As Mark Twain once said, “It’s easier to fool people than to convince them that they have been fooled.”

Almost as disturbing is the insouciant multitude who do not vote. About 33% of eligible voters did not participate in the 2020 presidential election.

Progressives like Bernie Sanders and Alexandria Ocasio-Cortez are recent examples in a long line of politicians and scholars who offer bold new solutions to seemingly intractable problems—certainly worthy of reasoned consideration and discussion—but at least since the election of Ronald Reagan in 1980, the right-wing attack machine has vilified progressives as “communists” or worse. A large segment of our population has been lied to for so long that they now accept these untruths as fact.


In light of the many serious problems that beset us and a political landscape utterly incapable of addressing any of them, I am seriously reconsidering my encore career during these semi-retirement years. I had always assumed that I would spend most of my time and energy continuing what I did in my spare time during my full-time-employment years: providing observational astronomy programs for the public, teaching astronomy classes, and writing about astronomy. As much as I love astronomy, I am beginning to realize that focusing almost exclusively on astronomy is not the best use of my time and energy, given the various existential crises we all face at this moment in human history. I need to be an active participant in the solutions to these problems rather than yet another distracted bystander.

How many of you have reached your retirement years and found—unexpectedly—that the hobbies and avocations that sustained you throughout your working years are not what you want to focus on now?


Most of my adult life, I’ve wanted to live somewhere where the night sky is not compromised by light pollution—especially in retirement. But the election of Trump in 2016, his almost-reelection in 2020, and the continuing “Stop the Steal” movement has been a game-changer for me.
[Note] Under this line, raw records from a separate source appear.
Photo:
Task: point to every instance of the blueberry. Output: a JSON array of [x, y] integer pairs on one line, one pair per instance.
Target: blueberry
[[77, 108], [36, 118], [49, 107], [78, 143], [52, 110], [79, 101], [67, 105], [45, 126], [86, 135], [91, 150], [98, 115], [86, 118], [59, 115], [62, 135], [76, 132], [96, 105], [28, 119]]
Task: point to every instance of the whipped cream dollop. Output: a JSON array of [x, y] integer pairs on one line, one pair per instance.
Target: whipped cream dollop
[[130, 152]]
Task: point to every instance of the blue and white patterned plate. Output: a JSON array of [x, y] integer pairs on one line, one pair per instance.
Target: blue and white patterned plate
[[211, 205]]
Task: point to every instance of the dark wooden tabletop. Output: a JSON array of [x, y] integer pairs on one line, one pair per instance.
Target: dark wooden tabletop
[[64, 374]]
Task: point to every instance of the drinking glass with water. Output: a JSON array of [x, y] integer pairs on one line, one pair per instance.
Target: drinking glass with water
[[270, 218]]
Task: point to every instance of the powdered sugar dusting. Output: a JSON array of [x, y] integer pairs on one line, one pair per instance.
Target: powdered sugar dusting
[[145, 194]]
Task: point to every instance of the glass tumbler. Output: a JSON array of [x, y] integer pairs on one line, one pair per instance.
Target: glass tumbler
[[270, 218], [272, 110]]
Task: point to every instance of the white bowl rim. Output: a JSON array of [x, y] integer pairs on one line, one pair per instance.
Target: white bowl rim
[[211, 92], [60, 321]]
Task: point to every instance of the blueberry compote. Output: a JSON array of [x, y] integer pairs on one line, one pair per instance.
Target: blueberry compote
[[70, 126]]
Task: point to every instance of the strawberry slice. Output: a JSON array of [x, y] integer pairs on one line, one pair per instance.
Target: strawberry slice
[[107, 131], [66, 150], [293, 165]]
Despite my desires, the reality is that almost all of the rural areas in this country are dominated by Trump-supporters. I currently live in a semi-rural community in Wisconsin where 24% more voted for Biden than voted for Trump in the 2020 election. And, even here, we are still being besieged by Trump flags, Trump-Pence signs, and hand-written yard signs with angry missives. During the worst of the pandemic, some businesses here (including at least one restaurant) defied the statewide mask mandate with no consequences, the Republican-controlled state legislature has gerrymandered their way to an unassailable majority in a state with an electorate that is close to 50-50 between the two parties, and the 2020 election results continue to be litigated and investigated. I’m done with this place. From here on out, I’m not going to live anywhere where Biden had less than a 24% lead over Trump in the 2020 election. In searching for that place, I have found the following tool from the New York Times to be quite helpful.

Now, I want to live somewhere with lots of progressives and real opportunities to collaborate and help facilitate meaningful change that will benefit all people. That will no longer be a rural area. Elections have consequences.

Speed Warning Function

Why don’t all our cars have a speed warning function? On the highway, I usually try to maintain a speed between the speed limit and five miles per hour over (never more than that), and I’d like to have a button on my steering wheel that I can push (like cruise control) at any particular speed so that if that speed is exceeded, I get a soft audible “beep” every few seconds until my speed has fallen below the set point.

And, like cruise control (which I never use anymore for safety reasons), you would be able to change the set point as often as you like while driving.

Having this speed warning function would improve safety because you’d be less likely to inadvertently drive too fast, and you wouldn’t have to take your eyes off the road as often to look at the speedometer.

I can’t understand why this isn’t standard equipment on all motor vehicles.